La ville vue par ses habitants

▴ Entretien avec Catherine Jourdan

[2018] En octobre, le BRASS accueille Catherine Jourdan, artiste documentaire et psychanalyste, qui mène depuis plusieurs années un projet cartographique. Son nom ? La géographie subjective. Jusqu’ici, Catherine Jourdan a travaillé avec les habitants de différentes villes de France, du Luxembourg et de Belgique (par exemple avec un groupe de femmes apprenantes en alphabétisation à Anderlecht), pour composer en tout vingt-trois cartes. Cette fois, elle collabore avec un groupe de Forestois bénéficiaires du CPAS pour qu’ils cartographient ensemble la commune de Forest. Mais ne nous y trompons pas ! Il s’agit moins d’un exercice académique que d’une création poétique à plusieurs mains. Éclairage par Catherine Jourdan.

En quoi consiste la cartographie à plusieurs ?

Il s’agit de réunir un groupe de personnes autour d’une page blanche et de prendre le territoire sur lequel ces personnes habitent comme prétexte pour élaborer un document commun. Ce document, en l’occurrence, est une carte géographique. Ce qui est important au final, c’est que cette carte parle de ce que c’est d’être ensemble dans un lieu, d’avoir des perceptions communes et des perceptions singulières.

Peux-tu expliquer l’idée de singularité ?

Oui ! D’une certaine manière, depuis que nous sommes nés, nous sommes entourés par d’autres personnes qui parlent, qui nous prêtent leur langage, qui nous disent comment il faut regarder le monde. Pourtant, dans ce bain qui nous imprègne, nous avons une manière singulière de faire notre chemin. De décider qu’un mot nous plaira plus qu’un autre, qu’un endroit nous touchera plus qu’un autre. Chacun a une manière d’entrer dans le réel par la petite porte. Et ce qui m’intéresse, c’est que cette singularité liée aux joies, aux peines, aux sensations de chacun ne soit pas ravalée du côté de l’anecdotique, du « sympa mais pas sérieux ». Pour moi, ce regard singulier est la chair-même de la réalité. Ce qui fait qu’on se lève le matin et que la vie a de l’intérêt.
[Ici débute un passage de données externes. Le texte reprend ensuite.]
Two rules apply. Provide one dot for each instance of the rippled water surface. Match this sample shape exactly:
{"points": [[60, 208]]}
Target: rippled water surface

“Chacun a une manière d’entrer dans le réel par la petite porte. Ce qui m’intéresse, c’est que cette singularité ne soit pas ravalée du côté de l’anecdotique.”

Quel est le sens, pour toi de faire ces cartes avec les habitants des villes ?

Le but pour moi est de montrer qu’on est autant habité par un lieu qu’habitant d’un lieu. Et ce que j’essaie de mettre en valeur, à travers ce travail collectif, c’est la ruse des gens. Leur manière de braconner avec le réel. De la même façon qu’on parle d’«écrivain public», je suis un peu « géographe publique ». À cette différence près que j’y mets de mon regard, de ma sensibilité.